Robert Arnold Johnson, MD

  • Birthplace: Caldwell, ID
  • High School: Othello, WA, 1960
  • B.S.: Washington State University, 1964
  • M.D.: University of Washington School of Medicine,1969
  • Residency in Internal Medicine: Beth Israel Hospital, Boston, 1969-71, 1972-73
  • Fellowship in Cardiology: Massachusetts General Hospital, Boston, 1971-72, 1973-74
  • Residency in Psychiatry: Thomas Jefferson University Hospital, Philadelphia, 2004-2007

Employment: Massachusetts General Hospital & Harvard Medical School, Boston, 1974-1984 (practice of cardiology, teaching, and clinical research); Walla Walla Clinic  & St. Mary Medical Center, Walla Walla, WA, 1984-2001 (practice of cardiology); private practice of psychiatry, Walla Walla, WA: 2007-present

I came to know Jim McClellan through our caring for patients at St. Mary Medical Center soon after I arrived in Walla Walla from Boston to practice cardiology in late 1983. He was a colleague and friend, then, for the nearly two decades following. When Helen Kilzer in 2005 began to form a plan for holding an annual lecture in his honor, she thought of me because I had given a speech about Jim on the occasion of his retirement from medical practice. I was pleased to join her, and soon she’d recruited Dr Ken Isaacs into our small group, followed later on, when Helen decided to move to Colorado, by Joe Wujek and Casey McClellan. From my standpoint, the most important decisions we’ve made has been to focus the purpose of the lectures around the theme of the humanity of the clinician, which Dr McClellan famously exemplified.

Linda Herbert, RN

  • Birthplace: Herlong, CA
  • High School: Waitsburg, WA, 1972
  • B.S.: Washington State University, 1977
  • A.A.: Nursing, Walla Walla Community College, 1979

Employment: Providence St Mary Medical Center, 1970-2014 (ICU nurse, 1979-2007, Infusion Services 2007-2014). Retired from nursing in 2014. Presently employed part-time as sustainability coordinator for PSMMC.

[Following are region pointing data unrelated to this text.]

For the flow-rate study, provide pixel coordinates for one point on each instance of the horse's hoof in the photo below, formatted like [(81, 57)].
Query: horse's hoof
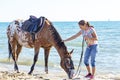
[(18, 72), (29, 73), (46, 72)]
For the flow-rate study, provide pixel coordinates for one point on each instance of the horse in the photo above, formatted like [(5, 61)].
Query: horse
[(45, 38)]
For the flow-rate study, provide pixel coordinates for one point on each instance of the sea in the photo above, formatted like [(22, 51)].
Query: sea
[(107, 59)]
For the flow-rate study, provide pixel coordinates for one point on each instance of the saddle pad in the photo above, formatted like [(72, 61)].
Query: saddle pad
[(33, 24)]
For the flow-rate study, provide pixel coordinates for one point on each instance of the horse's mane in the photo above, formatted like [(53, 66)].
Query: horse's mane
[(57, 37)]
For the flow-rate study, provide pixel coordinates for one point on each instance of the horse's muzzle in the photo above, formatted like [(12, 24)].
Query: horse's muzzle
[(71, 73)]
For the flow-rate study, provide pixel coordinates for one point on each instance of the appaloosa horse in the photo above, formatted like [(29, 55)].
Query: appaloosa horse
[(46, 38)]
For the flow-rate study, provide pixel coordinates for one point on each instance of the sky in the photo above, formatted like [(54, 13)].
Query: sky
[(60, 10)]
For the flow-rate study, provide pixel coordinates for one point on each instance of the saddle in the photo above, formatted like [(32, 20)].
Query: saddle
[(33, 25)]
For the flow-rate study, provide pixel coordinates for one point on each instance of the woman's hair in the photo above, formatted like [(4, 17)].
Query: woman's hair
[(83, 22)]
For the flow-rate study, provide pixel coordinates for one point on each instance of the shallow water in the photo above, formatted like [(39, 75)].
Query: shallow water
[(108, 57)]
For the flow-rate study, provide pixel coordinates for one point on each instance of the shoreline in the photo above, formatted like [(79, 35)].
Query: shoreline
[(7, 73)]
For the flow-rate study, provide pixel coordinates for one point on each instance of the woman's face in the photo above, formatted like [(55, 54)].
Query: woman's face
[(82, 27)]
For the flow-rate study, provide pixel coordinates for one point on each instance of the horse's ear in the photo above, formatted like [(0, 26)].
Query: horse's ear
[(71, 51)]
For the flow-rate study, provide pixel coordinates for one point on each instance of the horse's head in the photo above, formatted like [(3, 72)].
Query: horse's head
[(67, 64)]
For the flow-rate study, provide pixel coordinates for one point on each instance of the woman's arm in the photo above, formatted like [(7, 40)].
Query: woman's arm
[(73, 37)]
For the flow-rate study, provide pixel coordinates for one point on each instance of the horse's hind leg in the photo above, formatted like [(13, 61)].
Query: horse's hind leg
[(35, 59), (46, 55)]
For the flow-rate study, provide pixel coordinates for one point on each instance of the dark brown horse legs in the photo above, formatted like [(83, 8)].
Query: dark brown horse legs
[(35, 60), (46, 54)]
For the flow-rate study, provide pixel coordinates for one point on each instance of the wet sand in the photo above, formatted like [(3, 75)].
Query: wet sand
[(7, 73)]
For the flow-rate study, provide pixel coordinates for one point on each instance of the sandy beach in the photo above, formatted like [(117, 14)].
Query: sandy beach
[(7, 73)]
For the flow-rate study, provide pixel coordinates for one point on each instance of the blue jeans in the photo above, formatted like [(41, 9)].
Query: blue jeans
[(90, 52)]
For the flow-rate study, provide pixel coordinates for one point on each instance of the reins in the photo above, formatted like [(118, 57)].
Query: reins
[(80, 61)]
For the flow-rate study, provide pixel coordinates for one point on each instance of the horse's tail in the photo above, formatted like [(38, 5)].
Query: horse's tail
[(10, 50)]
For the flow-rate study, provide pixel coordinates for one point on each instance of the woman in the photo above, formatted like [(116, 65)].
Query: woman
[(91, 39)]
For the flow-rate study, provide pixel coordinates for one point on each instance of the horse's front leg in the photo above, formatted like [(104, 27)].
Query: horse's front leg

I am so grateful that I met Dr. McClellan in my formative years as a nurse! He taught me that patient care is as much about compassion, empathy, and communication as it is about competence. His enthusiasm for his work was relentless. Patients and their families sometimes face painful decisions about how, or if, to proceed with treatment; Dr. Mac excelled in easing them through those often gut-wrenching choices. When things got tough, we nurses could count on Dr. Mac to step up and get things done. It was such a relief to see him, with his long, loping stride, come through the door! Even the JACHO surveyors were impressed; after seeing his Zorro-like cursive “J” signature in the majority of charts in the ICU, signing off on everything from Tums to critical infusions, they asked “Who IS this [masked] man?!” Their query was the basis for a Christmas party skit: a remote-control Jeep with a picture of his face in the driver’s seat, zipping onto center stage to the theme of “The Lone Ranger.”